Direct licensing merupakan sistem lisensi langsung antara pemilik hak cipta dan pengguna karya, tanpa melalui lembaga perantara, seperti Lembaga Manajemen Kolektif Nasional (LMKN) ataupun Lembaga Manajemen Kolektif (LMK).
Mengutip dari berkas permohonan, Hedi mengaku menghadapi situasi yang tidak menentu untuk melantunkan lagu 'Melamarmu' akibat sistem yang diterapkan pencipta lagu.
Sementara itu, T'KoeS Band dan Saartje Sylvia mempersoalkan konstitusionalitas norma Pasal 9 ayat (2) dan Pasal 113 ayat (2) UU Hak Cipta.
Salah satu alasan para pemohon mengajukan permohonan dalam Perkara Nomor 37 ini, yaitu T'koes Band tidak diizinkan untuk mempertunjukkan lagu-lagu ciptaan Koes Plus. Larangan berasal dari ahli waris grup musik pop rok legendaris itu.
Sementara itu, mengutip dari laman MK, di dalam sidang perbaikan permohonan, kuasa hukum T'Koes dan Saartje, David Surya menyatakan para pemohon meminta MK menyatakan Pasal 9 ayat (2) UU Hak Cipta bertentangan konstitusi.
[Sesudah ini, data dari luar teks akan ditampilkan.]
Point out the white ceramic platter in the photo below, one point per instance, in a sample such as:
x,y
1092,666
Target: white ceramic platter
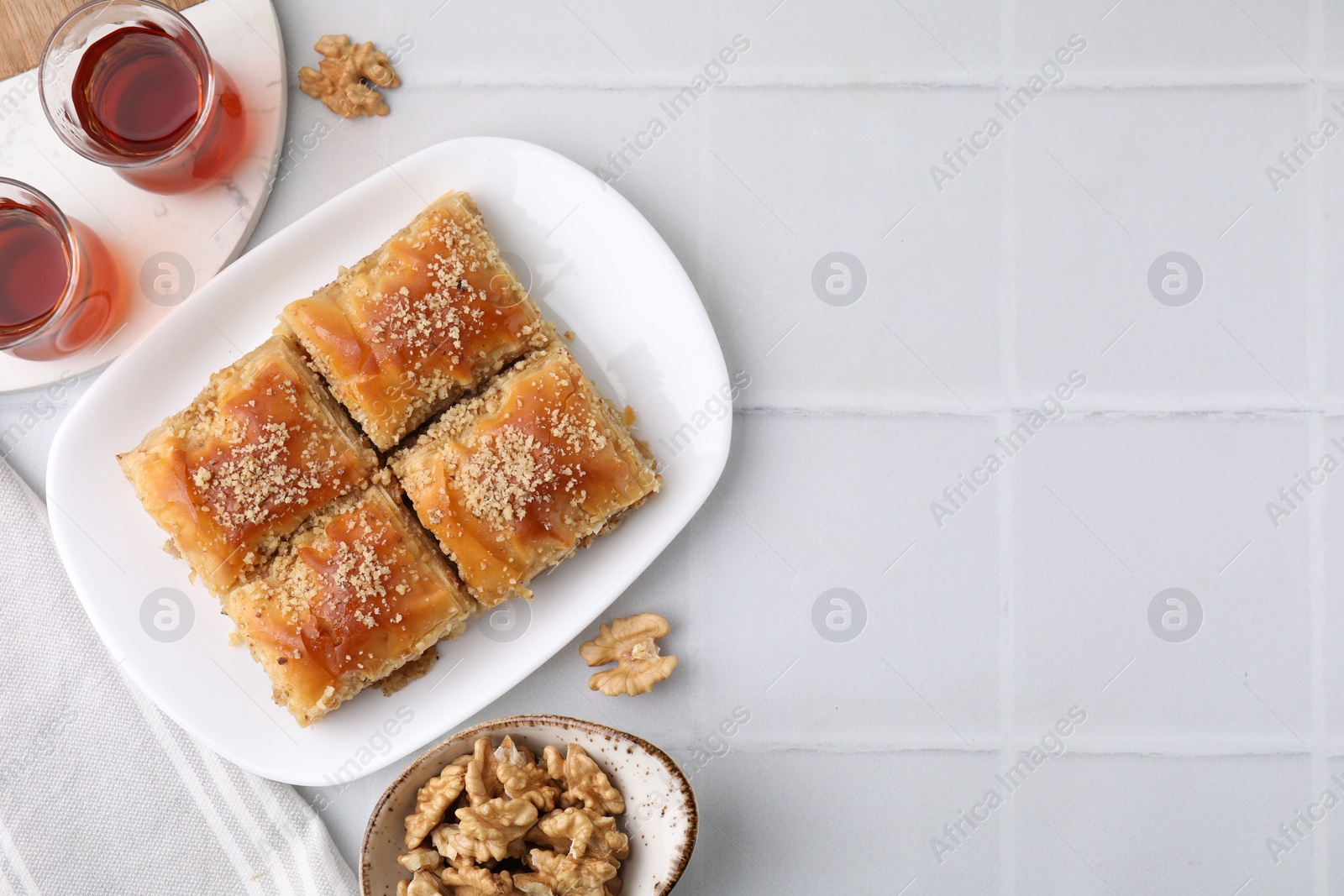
x,y
596,266
195,234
Mereka meminta pasal itu tidak mempunyai kekuatan hukum mengikat sepanjang tidak dimaknai, "Setiap Orang yang melaksanakan hak ekonomi sebagaimana dimaksud pada Pasal 9 ayat (1) f 'tidak boleh dilarang untuk melakukan pertunjukan ciptaan, sepanjang kewajiban pembayaran Royalti telah dilakukan melalui Lembaga Manajemen Kolektif (LMK)/Lembaga Manajemen Kolektif Nasional (LMKN)'."
Pemohon juga memohon kepada MK agar menyatakan Pasal 113 ayat (2) UU Hak Cipta sepanjang frasa 'tanpa hak dan/tanpa izin sebagaimana Pasal 9 ayat (1) huruf f bertentangan dengan UUD 1945 dan tidak mempunyai kekuatan hukum mengikat sepanjang tidak dimaknai, "bahwa Pengguna dengan itikad buruk tidak melaksanakan kewajibannya dalam pemenuhan hak ekonomi Pencipta atau Pemegang Hak Cipta melalui Lembaga Manajemen Kolektif (LMK)/Lembaga Manajemen Kolektif Nasional (LMKN)."
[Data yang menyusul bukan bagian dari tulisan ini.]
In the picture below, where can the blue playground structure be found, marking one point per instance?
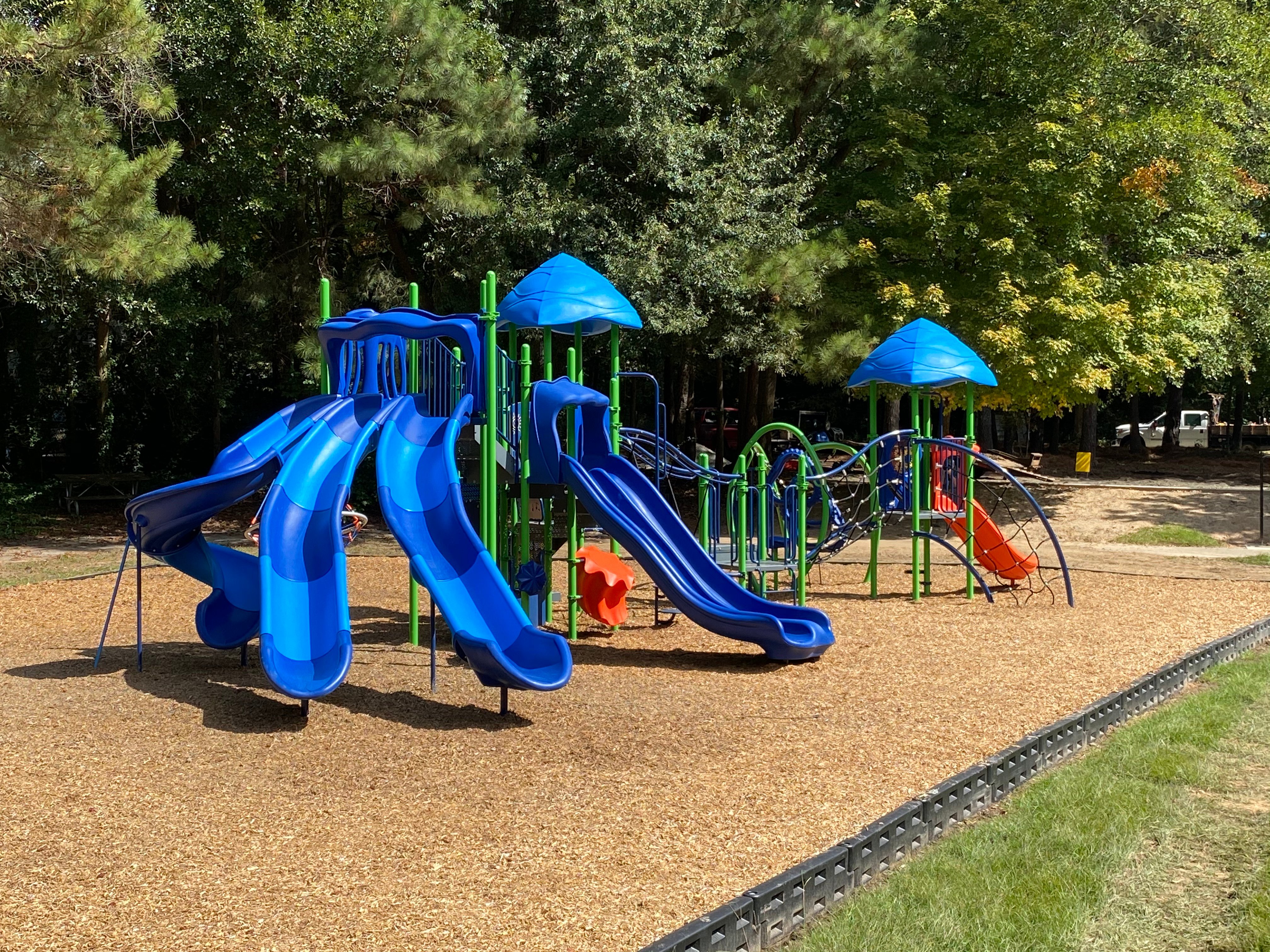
(465, 445)
(790, 504)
Kedua perkara ini bergulir di MK sejak sidang pemeriksaan pendahuluan digelar pada 24 April 2025. Dalam prosesnya, MK telah meminta keterangan DPR, pemerintah, saksi dan ahli, serta pihak terkait seperti LMKN.
Selain dua perkara itu, MK juga membacakan putusan atas delapan perkara lain pada hari ini yakni terkait UU Tipikor, UU Polri, UU Pemilu, UU Minerba, UU Notaris, dan UU Keselamatan Kerja.